Alex Cooper y sus dos volúmenes de ‘Club 45’, eruditas inmersiones en el pop de los sesenta

El cantante y editor Alex Cooper.
El cantante y editor Alex Cooper.

Alejandro Diez Garín es una criatura rara entre los músicos españoles: templado en lo político, coleccionista voraz, predispuesto al proselitismo. Aparte de cantar al frente de Los Flechazos y Cooper, Alejandro / Alex gestiona una editorial, Chelsea, que publica primorosos libros.

Ayuda que Alex tenga una estética bien definida. No solo por su indumentaria mod: se ha especializado en el pop de los conjuntos de mediados de los 60. Como músico, rechaza el concepto de “evolución”; afirma, y no le falta razón, que se trata de una etapa tan rica que abundan los modelos aptos para ejercer su creatividad personal.

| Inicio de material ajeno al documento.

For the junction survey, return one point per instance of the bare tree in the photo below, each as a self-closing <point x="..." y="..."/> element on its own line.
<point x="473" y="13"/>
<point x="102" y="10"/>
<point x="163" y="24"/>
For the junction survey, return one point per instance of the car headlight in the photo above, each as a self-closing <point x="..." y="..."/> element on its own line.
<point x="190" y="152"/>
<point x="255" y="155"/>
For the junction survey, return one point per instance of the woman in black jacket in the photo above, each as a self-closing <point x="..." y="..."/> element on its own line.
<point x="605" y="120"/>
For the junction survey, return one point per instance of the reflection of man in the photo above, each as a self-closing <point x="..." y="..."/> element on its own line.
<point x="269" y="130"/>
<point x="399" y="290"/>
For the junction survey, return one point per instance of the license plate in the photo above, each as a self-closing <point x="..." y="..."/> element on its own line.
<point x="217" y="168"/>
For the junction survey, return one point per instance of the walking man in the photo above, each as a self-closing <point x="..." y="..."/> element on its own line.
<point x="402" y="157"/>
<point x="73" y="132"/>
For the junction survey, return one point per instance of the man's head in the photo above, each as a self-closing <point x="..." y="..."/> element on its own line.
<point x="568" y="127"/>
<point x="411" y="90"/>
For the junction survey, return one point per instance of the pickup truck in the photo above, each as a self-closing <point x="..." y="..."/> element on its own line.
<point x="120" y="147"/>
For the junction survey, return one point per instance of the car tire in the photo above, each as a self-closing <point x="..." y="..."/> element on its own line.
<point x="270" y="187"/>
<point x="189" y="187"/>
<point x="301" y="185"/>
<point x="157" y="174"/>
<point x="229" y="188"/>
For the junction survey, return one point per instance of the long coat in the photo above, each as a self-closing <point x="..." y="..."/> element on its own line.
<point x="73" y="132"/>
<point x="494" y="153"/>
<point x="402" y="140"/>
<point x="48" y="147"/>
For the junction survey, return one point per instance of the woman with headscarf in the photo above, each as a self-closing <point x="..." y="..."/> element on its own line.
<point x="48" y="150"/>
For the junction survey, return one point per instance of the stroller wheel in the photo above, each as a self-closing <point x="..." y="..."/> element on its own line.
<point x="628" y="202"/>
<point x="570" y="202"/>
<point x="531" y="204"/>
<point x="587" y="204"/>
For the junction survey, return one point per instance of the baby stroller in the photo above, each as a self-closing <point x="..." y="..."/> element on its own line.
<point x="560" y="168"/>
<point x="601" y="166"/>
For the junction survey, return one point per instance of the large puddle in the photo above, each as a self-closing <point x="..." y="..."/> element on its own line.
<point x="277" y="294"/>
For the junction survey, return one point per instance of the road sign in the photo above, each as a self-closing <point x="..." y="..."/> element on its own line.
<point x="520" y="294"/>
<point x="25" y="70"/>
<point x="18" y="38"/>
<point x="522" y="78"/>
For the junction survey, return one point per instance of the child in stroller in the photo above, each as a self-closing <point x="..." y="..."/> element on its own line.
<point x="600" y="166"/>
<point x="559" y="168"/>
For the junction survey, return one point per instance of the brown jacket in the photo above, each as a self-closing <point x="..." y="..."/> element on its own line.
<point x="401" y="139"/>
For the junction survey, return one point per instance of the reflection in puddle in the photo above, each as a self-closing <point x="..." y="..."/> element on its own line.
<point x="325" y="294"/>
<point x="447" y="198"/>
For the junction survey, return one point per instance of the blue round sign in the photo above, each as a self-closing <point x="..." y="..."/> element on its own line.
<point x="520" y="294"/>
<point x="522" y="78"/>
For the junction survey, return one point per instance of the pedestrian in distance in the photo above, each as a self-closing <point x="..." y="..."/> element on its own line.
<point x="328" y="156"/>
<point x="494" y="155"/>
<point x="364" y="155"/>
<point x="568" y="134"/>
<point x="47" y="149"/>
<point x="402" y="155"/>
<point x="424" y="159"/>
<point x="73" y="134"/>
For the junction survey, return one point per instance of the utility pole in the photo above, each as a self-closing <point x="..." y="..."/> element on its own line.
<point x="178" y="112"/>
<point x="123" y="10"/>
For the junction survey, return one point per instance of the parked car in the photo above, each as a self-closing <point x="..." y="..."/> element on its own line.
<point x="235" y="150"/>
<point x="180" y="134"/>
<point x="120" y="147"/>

Acaba de sacar la reedición ampliada de Club 45 (2010) junto con su continuación, Club 45 Again. Tomos de tapa dura, casi un kilo de peso. En cada uno se celebran las virtudes de 90 canciones que salieron en single, como excusa para esbozar las peripecias de cada grupo o solista.

Son selecciones idiosincrásicas, ajenas a las jerarquías convencionales: los venezolanos Impala ocupan una doble página mientras que The Animals no llegan a una. Se cuelan vocalistas negros como Herbie Goins o Jackie Edwards (y el jamaicano está por sus discos propios, no por sus composiciones para el Spencer Davis Group).

Es envidiable el aparato gráfico. Alejandro empezó comprando discos originales; a continuación decidió buscar revistas de época y toda muestra de material promocional. Gracias a esa asombrosa bibliografía reproduce la (quizás) primera aparición en prensa de Robert Plant, allá por 1966, cuando el luego vocalista de Led Zeppelin ansiaba un futuro “cantando jazz moderno y soul comercial”. O los apuros capilares de los suecos Ola & the Janglers en su visita a España en 1966: “Por la calle se reían de nosotros, nos rodeaban y se burlaban”.

El primer éxito de Los Flechazos, Viviendo en la era pop (1988), evocaba un Londres idealizado donde se mezclaban personajes de cómic, tipo Modesty Blaise, con mods de carne y hueso, como Larry Lynch, entrevistado por Tom Wolfe para Underground de mediodía. En el prólogo de Club 45 Again, Alex se pregunta quién acabó con aquella fabulosa Era Pop.

Duda entre culpar a Jimi Hendrix o a Bob Dylan. Se inclina finalmente por Dylan, al que detesta cordialmente: “Tiene poca voz pero… desagradable”. Le responsabiliza de transformar el concierto pop, apto para el baile y el ligoteo, en el recital donde el artista impone su repertorio y el público escucha respetuosamente.

No se lo tomen en cuenta. Parte de planteamientos tópicos sobre el bardo de Minnesota: Dylan sí cantaba temas ajenos y se esforzaba en que otros intérpretes recrearan sus composiciones. Nunca dijo que Smokey Robinson era el mejor poeta vivo de América (fake news de 1965, obra de Al Abrams, el jefe de prensa de Motown).

En realidad, lo notable de Alex es su esfuerzo por desmarcarse tanto del imperio del “último grito”, que concede un plus automático a cualquier novedad, como de la ortodoxia del movimiento mod. Él prefiere verlo como una aspiración al estilo y el buen gusto, lo que proporciona un inmenso territorio de caza. De rebote, participa de una secreta comunidad internacional; eso explica su deleite al localizar al olvidado vocalista de los Tony’s Defenders en Calpe (Alicante). No es el único modfather que ahora vive bajo nuestro sol mediterráneo.